Having gained speedy fame for his debut single "Chandelier" that reached 4.6 million views on TikTok and 4.3 million plays on Spotify, multi-instrumentalist and singer/songwriter Will Paquin headlines a September 25 concert at Davenport's Raccoon Motel, the nascent artist lauded by The Spectrum for his "spank-y yet subtle rhythm guitar and lyrics that you might catch yourself singing."

Touring in support of his 2024 album Our Other History, a recording that fellow singer/songwriter Will Oldham called "as rewarding a listening experience as I’ve come across in recent times," genre-hopping indie artist Ned Collette performs a September 20 headlining engagement at Rock Island's Rozz-Tox venue, the artist inspiring Raven Sings the Blues to rave that "Collette captures our imagination, building worlds of sound around the listener in the longform."

Demonstrating that what unites us is more important than what divides us, the Emmy Award-winning filmmakers Kelly and Tammy Rundle of Fourth Wall Films turn their documentary lens on their Quad Cities home base in a September 14 screening of Moved by Waters.

With the goal of the evening's guest the creation of a rich environment in which emergent behavior can occur without a preconceived outcome, visual artist Leo Villareal takes part in a September 19 artist talk at Davenport's Figge Art Museum, this fascinating and thought-provoking discussion held in conjunction with the September 21 opening of the artist's new Figge exhibition Interstellar.

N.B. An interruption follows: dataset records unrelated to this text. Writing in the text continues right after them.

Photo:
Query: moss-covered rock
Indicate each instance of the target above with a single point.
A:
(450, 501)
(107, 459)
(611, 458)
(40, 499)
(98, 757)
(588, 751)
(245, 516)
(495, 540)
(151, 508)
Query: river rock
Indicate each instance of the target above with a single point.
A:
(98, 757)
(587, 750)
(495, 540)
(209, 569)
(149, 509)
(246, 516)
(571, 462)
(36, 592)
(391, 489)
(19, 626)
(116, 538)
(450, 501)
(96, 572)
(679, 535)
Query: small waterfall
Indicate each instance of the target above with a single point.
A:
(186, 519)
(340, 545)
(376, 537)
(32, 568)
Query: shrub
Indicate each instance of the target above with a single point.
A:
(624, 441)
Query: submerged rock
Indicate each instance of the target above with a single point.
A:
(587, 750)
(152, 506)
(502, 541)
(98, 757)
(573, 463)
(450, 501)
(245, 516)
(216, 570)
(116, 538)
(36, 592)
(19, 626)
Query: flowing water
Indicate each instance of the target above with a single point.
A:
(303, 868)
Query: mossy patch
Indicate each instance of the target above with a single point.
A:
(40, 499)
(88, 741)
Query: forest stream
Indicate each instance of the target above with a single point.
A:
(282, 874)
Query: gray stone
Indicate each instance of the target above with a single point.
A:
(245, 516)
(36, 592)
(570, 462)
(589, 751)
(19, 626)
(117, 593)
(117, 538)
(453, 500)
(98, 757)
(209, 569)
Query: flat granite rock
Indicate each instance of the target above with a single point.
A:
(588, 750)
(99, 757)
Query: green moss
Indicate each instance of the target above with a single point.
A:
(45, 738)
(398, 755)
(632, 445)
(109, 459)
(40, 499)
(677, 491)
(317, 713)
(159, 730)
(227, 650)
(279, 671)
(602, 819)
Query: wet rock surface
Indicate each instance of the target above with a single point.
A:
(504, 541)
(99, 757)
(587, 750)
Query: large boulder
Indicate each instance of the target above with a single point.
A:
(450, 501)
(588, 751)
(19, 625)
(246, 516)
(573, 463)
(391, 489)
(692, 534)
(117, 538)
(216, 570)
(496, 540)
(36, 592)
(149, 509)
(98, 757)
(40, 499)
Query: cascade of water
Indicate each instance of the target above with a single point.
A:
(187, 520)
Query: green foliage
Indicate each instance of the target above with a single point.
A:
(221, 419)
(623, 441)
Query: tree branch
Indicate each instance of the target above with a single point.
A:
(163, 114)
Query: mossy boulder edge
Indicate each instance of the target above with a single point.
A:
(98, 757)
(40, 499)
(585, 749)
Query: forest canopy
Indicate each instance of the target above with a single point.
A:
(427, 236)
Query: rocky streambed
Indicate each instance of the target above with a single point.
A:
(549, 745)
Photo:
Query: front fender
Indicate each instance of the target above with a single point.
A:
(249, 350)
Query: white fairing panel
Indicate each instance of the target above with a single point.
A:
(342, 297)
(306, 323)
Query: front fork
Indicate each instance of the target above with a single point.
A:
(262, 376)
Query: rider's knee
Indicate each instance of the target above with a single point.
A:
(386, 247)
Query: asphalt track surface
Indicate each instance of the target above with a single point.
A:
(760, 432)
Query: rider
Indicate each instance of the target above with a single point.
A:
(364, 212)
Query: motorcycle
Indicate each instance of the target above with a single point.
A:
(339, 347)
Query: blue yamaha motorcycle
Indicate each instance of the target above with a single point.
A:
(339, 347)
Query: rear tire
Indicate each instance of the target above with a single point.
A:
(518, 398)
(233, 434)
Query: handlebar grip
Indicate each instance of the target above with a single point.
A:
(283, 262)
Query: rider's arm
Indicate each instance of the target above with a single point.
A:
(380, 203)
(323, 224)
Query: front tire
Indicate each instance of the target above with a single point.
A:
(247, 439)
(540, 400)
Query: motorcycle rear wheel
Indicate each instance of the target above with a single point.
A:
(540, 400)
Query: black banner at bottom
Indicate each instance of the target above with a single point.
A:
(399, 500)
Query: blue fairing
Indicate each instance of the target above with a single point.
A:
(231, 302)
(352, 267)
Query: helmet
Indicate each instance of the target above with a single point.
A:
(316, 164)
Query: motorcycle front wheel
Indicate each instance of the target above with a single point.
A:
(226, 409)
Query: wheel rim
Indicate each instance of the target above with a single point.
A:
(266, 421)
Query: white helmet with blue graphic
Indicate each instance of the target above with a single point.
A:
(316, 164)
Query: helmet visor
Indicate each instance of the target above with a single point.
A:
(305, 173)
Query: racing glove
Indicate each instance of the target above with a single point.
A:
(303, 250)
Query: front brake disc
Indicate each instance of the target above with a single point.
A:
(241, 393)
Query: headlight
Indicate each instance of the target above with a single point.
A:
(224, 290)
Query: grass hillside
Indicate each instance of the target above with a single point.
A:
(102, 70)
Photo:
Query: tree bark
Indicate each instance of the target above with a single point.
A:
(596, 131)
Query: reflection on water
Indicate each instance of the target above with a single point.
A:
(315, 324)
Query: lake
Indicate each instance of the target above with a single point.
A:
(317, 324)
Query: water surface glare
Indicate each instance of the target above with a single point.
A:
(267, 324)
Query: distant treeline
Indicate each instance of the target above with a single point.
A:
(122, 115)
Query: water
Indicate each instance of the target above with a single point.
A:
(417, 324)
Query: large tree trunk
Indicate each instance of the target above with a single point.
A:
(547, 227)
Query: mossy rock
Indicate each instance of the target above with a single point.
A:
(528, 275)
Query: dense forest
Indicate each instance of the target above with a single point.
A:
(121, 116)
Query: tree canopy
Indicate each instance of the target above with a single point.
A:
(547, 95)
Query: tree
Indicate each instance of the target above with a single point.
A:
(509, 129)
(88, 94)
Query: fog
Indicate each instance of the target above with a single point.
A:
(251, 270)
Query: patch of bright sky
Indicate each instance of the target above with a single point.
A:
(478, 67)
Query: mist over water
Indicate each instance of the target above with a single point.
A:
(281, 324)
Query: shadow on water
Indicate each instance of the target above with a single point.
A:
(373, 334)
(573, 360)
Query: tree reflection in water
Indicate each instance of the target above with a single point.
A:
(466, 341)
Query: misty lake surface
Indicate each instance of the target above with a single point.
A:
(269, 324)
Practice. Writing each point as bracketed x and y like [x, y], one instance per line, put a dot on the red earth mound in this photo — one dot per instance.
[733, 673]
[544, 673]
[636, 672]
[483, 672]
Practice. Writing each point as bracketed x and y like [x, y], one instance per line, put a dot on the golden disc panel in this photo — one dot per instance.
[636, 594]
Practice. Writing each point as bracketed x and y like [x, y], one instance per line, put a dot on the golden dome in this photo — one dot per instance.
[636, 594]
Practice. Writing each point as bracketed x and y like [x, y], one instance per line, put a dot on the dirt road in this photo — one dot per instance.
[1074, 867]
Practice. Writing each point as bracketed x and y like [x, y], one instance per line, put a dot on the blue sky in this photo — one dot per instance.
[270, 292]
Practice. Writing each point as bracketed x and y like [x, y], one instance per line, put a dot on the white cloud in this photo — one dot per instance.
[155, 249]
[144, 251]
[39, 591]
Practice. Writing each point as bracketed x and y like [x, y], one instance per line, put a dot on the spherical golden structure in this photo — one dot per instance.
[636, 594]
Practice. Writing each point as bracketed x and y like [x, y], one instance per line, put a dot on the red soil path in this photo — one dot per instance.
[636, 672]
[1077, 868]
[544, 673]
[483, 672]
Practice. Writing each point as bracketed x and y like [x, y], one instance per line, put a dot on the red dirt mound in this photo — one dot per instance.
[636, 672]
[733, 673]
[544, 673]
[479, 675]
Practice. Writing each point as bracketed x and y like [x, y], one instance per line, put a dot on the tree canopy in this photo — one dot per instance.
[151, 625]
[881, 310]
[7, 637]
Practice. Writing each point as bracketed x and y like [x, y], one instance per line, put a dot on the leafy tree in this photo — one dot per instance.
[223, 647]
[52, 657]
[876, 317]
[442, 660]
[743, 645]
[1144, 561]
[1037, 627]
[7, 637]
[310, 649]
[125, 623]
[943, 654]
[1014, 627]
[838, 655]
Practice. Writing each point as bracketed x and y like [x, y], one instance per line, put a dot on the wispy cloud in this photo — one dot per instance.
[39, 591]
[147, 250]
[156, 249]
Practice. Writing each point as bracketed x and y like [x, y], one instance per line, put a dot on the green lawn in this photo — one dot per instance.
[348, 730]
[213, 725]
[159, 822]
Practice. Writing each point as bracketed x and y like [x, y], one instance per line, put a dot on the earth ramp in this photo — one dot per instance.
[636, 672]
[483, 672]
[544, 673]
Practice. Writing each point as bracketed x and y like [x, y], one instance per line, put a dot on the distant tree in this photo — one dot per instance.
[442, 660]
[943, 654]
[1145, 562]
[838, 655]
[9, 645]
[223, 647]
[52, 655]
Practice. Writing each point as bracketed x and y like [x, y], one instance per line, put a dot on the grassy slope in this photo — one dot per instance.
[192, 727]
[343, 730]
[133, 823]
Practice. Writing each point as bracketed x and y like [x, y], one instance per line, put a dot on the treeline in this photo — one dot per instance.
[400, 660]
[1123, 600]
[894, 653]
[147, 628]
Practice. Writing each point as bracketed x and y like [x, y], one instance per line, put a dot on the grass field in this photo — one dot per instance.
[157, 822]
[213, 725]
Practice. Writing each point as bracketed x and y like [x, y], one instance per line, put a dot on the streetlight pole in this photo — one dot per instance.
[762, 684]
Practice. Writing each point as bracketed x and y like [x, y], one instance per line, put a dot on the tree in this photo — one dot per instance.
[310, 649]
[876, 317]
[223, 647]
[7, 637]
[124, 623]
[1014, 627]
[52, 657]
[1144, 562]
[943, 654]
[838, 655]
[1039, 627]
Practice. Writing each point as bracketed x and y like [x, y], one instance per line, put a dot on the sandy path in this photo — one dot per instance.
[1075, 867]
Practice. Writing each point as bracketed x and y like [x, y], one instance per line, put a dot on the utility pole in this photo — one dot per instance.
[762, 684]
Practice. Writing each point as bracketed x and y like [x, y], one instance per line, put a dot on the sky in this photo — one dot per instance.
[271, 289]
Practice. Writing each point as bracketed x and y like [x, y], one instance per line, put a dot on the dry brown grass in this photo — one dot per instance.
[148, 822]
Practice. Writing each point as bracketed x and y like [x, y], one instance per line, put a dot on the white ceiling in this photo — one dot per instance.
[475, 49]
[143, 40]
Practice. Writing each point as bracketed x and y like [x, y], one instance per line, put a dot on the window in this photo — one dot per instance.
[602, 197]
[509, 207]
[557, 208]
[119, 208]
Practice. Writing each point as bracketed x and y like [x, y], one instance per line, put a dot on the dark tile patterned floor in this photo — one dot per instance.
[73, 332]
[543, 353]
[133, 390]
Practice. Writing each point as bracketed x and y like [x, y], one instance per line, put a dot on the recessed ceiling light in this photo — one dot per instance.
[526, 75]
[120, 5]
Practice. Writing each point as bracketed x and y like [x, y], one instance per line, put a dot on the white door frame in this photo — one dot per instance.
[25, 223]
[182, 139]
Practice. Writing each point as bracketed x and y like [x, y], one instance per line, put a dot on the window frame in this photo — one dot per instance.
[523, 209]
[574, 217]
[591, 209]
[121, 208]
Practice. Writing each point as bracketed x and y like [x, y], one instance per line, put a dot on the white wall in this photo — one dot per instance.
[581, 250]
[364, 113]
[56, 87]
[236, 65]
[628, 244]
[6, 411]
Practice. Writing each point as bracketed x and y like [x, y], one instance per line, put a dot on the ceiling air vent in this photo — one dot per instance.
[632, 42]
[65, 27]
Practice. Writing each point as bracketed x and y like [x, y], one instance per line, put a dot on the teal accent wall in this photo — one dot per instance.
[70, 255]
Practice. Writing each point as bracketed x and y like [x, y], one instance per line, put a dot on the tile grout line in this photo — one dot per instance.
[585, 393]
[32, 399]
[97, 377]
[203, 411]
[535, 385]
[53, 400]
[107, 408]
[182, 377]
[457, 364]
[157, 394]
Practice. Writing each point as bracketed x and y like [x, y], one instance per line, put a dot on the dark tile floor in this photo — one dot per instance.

In the first exhibit of the venue's 2024-2025 season, award-winning children's book author Arthur Geisert's original etchings of pigs building a treehouse with letters hidden amongst the pages will decorate the University of Dubuque's Bisignano Gallery, the exhibition Arthur Geisert: PIGS from A to Z, through September 27, on loan to UD from the University of Northern Iowa in Cedar Falls, Iowa.

Inspired by Carl Sandburg’s poem of the same name, Lisa Nelson Raabe's Prayers of Steel serves as the first art exhibition of the 2024-25 academic year at Galesburg's Carl Sandburg College, its display in the Lonnie Eugene Stewart Art Gallery through October 18 treating patrons to the talents of the Peoria-based artist who has enjoyed solo exhibitions in locales including San Antonio, Chicago, Peoria, Decatur, and Quincy.

Currently boasting a 97-percent "freshness" rating on aggregate Rotten Tomatoes, where the film's critical consensus calls it "a visually awe-inspiring science-fiction classic from the silent era," Fritz Lang's legendary 1927 opus Metropolis serves as the third presentation in the German American Heritage Center's German Expressionist Film Series, this masterpiece also lauded by Roger Ebert as "a work so audacious in its vision and so angry in its message that it is, if anything, more powerful today than when it was made."

Touring in support of his standup special Woke-ish that debuted to millions of delighted Netflix subscribers this past June, the gifted multi-hyphenate Marlon Wayans brings his wildly popular "Wild Child Tour" to Davenport's Adler Theatre on September 19, the actor, writer, director, and comedian famed for numerous television series and scores of movies ranging from the high comedy of In Living Color to the gritty drama of Requiem for a Dream.

On September 13 and 14, the Quad Cities' NormaLeah Ovarian Cancer Initiative will host a pair of special happenings at Bettendorf's Shive-Hattery/Geifman Pond in the organization's “Making Strides Together: Gynecologic Cancer Awareness” program: a Chalk the Walk event on Friday, and a quarter-mile walk around the pond on Saturday.

A Pulitzer Prize and Tony Award winner that stands as one of the most revered plays in theatrical history, Tennessee Williams' A Streetcar Named Desire rolls into the Playcrafters Barn Theatre from September 13 through 22, this fierce, funny, and tragic work enjoying its first staging at the Moline venue in more than 50 years.